Les plus critiques ne s’expriment qu’à l’abri des oreilles indiscrètes. «Au début, je débattais beaucoup avec mes amis sur Facebook, mais je n’ose plus. J’ai peur d’avoir des ennuis, voire de ne plus pouvoir retourner en Turquie», explique cet étudiant qui préfère rester anonyme. Dans la cuisine de ses parents, la télévision toujours allumée crache toute la journée les discours du président turc. «Si on a le malheur d’exprimer un autre point de vue, on est taxé de traître à nos origines, soupire Gizem, en servant sur la table des assiettes de mantis, des raviolis turcs. Je suis consternée. J’évite de parler de politique, les débats sont beaucoup trop enflammés.» La communauté turque de Flers est un village où il ne fait pas bon marcher hors des clous. «Le nationalisme légitime l’appartenance identitaire, et la pression du groupe est très forte», analyse celle qui avait été approchée par l’ambassade pour porter à Ankara la voix des Turcs de France.

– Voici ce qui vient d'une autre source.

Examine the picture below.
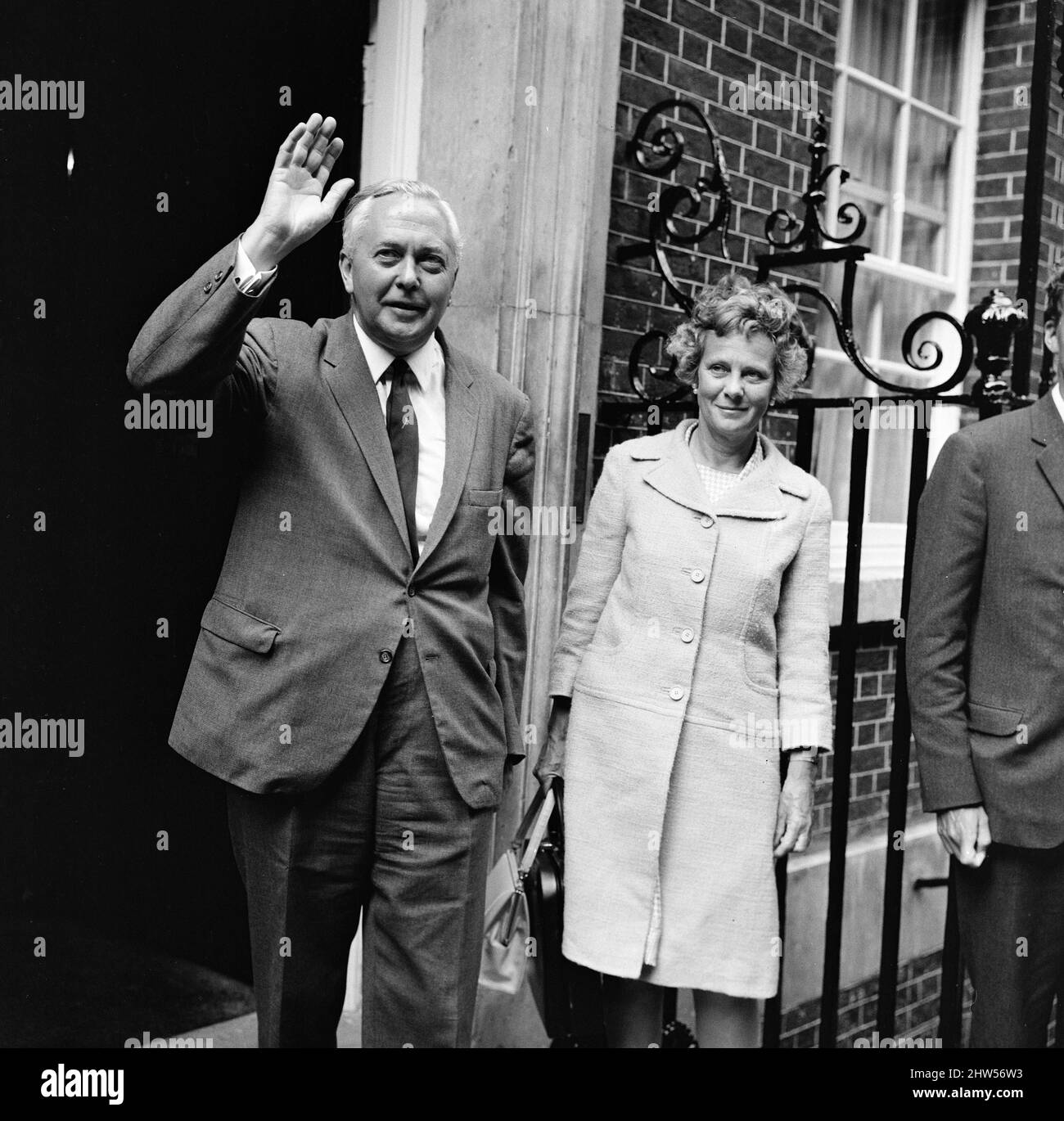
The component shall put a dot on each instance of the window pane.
(868, 139)
(876, 38)
(936, 74)
(930, 156)
(923, 243)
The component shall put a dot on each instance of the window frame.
(882, 569)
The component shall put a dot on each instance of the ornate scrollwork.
(660, 153)
(811, 232)
(927, 355)
(638, 382)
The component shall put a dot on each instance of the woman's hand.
(552, 759)
(794, 813)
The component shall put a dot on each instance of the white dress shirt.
(426, 396)
(427, 399)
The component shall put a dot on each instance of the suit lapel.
(462, 409)
(351, 384)
(758, 494)
(676, 476)
(1048, 430)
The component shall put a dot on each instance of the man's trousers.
(388, 836)
(1012, 917)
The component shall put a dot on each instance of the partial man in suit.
(985, 654)
(358, 675)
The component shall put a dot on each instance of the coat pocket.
(238, 627)
(991, 721)
(484, 497)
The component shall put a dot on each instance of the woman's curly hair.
(734, 304)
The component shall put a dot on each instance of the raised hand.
(296, 205)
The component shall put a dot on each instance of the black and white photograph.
(533, 524)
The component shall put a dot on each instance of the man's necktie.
(403, 437)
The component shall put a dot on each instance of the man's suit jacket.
(296, 642)
(985, 628)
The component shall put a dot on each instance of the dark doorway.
(129, 842)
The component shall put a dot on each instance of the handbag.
(523, 930)
(508, 939)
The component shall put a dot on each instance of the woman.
(692, 651)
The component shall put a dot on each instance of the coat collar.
(673, 473)
(1048, 432)
(351, 384)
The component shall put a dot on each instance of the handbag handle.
(539, 832)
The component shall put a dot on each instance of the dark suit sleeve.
(946, 572)
(506, 591)
(202, 341)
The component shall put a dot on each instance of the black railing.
(797, 242)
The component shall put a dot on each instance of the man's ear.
(345, 270)
(1049, 336)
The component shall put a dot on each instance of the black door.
(106, 532)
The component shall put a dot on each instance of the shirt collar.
(424, 361)
(752, 461)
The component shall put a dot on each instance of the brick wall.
(870, 761)
(1001, 160)
(706, 53)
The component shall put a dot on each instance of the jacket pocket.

Aux alentours de Flers, il y a un restaurant qu’une règle tacite suggère d’éviter. Pour cause, son propriétaire est accusé d’appartenir au mouvement Güllen, du nom du prédicateur soupçonné d’avoir fomenté le coup d’État de juillet 2016. Le propriétaire, aujourd’hui en retrait de toute activité militante, a été mis au ban de la communauté, comme de nombreux chefs d’entreprise. « À vrai dire, ça n’avait jamais posé de problème avant. Beaucoup de Turcs adhéraient à ce mouvement. Après juillet 2016, tout le monde s’est désavoué. Le sentiment patriotique a été décuplé », affirme Mehmet. « Des vendus !» tranche Gülten. «Je n’ai rien à dire à ces gens-là. Je ne les fréquente pas.» Avant d’ajouter : « Il ne faut pas oublier d’où on vient.» De Turquie ? «De Posoff», rectifie-t-elle. «Posoff a évolué, mais à Flers, nous sommes restés traditionnels, un peu rustiques peut-être, à l’ancienne. Erdogan est comme nous.» En 2018, la diaspora turque française a voté à 60% pour l’AKP.